Мрачный Прохор, не чувствуя пути, не видя свету, пер тайгою напролом.
— Пить… Вина.., стакан вина, — хрипло бормотал он, облизывая сухие, как вата, губы. Пошарил по карманам.. Пузырька с кокаином не было: обронил в тайге. Плюнул.
Бельмастый разбойник сказал:
— Счастливо оставаться… До приятного виданьица. — , И ушел.

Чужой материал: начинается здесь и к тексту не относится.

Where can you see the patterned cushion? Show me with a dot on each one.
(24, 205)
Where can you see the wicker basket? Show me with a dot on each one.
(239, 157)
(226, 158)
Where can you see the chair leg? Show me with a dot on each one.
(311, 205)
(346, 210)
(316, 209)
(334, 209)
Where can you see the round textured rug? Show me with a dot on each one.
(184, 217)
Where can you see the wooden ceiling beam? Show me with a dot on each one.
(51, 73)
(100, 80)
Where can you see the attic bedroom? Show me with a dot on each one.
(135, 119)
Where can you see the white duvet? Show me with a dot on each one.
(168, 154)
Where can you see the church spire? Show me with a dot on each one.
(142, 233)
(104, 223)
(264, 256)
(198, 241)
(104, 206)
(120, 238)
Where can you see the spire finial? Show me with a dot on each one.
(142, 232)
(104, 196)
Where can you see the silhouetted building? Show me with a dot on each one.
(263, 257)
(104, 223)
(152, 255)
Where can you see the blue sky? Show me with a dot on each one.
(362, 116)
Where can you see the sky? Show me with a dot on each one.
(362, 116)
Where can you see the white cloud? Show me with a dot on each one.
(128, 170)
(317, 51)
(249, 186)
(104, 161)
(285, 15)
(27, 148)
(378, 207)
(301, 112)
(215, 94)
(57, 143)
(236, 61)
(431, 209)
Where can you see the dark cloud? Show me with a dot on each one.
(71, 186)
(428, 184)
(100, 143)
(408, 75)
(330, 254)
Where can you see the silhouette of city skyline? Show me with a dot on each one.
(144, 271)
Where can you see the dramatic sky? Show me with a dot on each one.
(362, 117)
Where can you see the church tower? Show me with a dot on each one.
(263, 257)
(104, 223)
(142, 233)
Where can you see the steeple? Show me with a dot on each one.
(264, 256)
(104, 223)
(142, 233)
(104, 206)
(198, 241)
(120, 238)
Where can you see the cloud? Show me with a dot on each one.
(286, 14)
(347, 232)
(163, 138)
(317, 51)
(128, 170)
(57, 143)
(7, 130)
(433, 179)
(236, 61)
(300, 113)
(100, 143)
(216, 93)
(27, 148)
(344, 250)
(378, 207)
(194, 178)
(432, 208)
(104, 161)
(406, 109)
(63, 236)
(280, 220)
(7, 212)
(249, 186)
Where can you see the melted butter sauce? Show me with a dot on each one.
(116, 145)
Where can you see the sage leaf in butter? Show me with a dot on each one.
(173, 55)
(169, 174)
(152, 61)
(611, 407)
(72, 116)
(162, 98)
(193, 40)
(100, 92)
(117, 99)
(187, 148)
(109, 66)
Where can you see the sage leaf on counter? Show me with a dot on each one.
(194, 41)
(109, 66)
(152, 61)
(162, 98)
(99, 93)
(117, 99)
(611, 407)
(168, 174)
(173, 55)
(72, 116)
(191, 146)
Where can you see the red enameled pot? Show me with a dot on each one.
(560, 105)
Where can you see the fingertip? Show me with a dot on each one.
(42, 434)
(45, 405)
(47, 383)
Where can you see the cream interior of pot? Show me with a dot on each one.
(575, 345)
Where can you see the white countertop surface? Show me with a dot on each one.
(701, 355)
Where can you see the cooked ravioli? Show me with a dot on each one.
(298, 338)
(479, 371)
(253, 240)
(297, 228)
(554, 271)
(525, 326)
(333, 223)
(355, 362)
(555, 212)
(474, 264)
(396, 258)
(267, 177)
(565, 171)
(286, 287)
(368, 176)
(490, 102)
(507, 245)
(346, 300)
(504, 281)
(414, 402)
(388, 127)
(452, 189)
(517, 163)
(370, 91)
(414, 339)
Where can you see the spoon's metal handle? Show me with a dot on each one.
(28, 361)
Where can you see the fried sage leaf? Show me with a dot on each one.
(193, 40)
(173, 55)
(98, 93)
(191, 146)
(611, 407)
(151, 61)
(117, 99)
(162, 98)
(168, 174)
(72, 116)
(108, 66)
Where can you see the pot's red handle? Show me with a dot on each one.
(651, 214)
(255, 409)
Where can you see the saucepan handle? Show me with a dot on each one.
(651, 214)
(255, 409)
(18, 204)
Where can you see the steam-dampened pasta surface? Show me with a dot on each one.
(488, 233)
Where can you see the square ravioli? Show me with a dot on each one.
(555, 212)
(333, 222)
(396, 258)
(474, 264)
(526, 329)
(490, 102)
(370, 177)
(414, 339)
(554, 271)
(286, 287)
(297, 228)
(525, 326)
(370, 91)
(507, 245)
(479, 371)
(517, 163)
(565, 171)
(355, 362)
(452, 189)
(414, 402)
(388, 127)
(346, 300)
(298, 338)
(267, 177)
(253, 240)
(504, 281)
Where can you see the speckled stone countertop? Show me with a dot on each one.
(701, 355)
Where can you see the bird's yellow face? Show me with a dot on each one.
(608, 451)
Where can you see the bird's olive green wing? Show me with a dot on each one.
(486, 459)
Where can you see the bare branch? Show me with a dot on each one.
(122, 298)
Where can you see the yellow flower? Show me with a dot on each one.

Правая пристяжка, напоровшаяся ночью на разбойничий залом, издохла. Ямщик Савоська скосоротился, заплакал над павшей лошадью. Прохор порывисто вытащил бутылку водки, задрал бороду, залпом перелил вино в себя. Со всех сил ударил бутылкой в дерево, бутылка рассыпалась в соль.
Перепрягая лошадей, Савоська все еще поскуливал:
— Как я батьке-то покажусь… Лошадь поколела. Ой, что я делать-то буду?.. Ой, мамынька!
Только тут Прохор во второй раз заметил его.
— Молчи! — крикнул он, и судорога скрючила пальцы его рук. — Я помню, я помню, негодяй, как ты хохотал там.
Савоська выронил дугу и сказал, дергаясь всем горестным лицом:
— Я ржал от жути. Ведь тебя ж напополам разорвать ладили… — Лицо его вытянулось, будто парень вновь увидал разбойников, а подбородок опять запрыгал.